Au fond, il faudrait repolitiser les questions sportives. Le sport est un univers qui bannit la politisation quand elle vient des citoyens et des sportifs, et qui l’encourage quand elle se fait au profit de puissances étatiques. Il faudrait que les pouvoirs publics européens s’en emparent, que « l’exception sportive » inscrite dans les traités de l’Union, à l’image de « l’exception culturelle », soit réellement activée.

En Angleterre, les gouvernements conservateur puis travailliste ont fait adopter une loi instaurant un organisme de régulation indépendant pour le football professionnel afin d’enrayer ses dérives les plus flagrantes. En France, deux propositions de loi visent à limiter la financiarisation du sport. C’est un début.


Y a-t-il quelque chose dans ce Mondial qui vous donne encore envie de regarder ?

Le Mondial lui-même, qui reste une merveilleuse compétition ! Je crains que les appels au boycott soient voués à l’impuissance, parce que le pouvoir de fascination du football est hélas trop puissant. Cela revient aussi à demander aux passionnés de se priver de la compétition, en plus d’en subir le dévoiement…

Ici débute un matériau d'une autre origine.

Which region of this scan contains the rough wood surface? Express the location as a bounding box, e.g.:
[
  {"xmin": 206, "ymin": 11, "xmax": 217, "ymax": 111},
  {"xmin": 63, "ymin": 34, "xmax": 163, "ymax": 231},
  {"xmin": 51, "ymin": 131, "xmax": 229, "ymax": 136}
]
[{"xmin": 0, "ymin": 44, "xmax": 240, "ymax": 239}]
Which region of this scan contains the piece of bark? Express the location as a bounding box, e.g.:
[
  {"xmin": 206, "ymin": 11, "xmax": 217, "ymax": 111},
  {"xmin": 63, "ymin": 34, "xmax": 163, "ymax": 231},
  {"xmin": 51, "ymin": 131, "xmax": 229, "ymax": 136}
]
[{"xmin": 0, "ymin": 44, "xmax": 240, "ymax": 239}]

Mon plaisir sera terni, c’est certain. 48 équipes, ça dilue complètement l’intérêt sportif, les nouvelles pauses publicitaires au milieu de chaque mi-temps sont lamentables, on peut craindre des instrumentalisations par la Maison Blanche… Mais j’ai envie de voir jouer l’équipe de France, de voir par exemple Michael Olise [un ailier français], un des joueurs les plus inspirés de sa génération, avec quelque chose d’assez magique dans son football.

Parallèlement, j’aimerais que la machine s’enraye, qu’on voie des mobilisations, des choses qui craquent. Que la Fifa soit confrontée à des critiques qui remettent réellement en cause son modèle.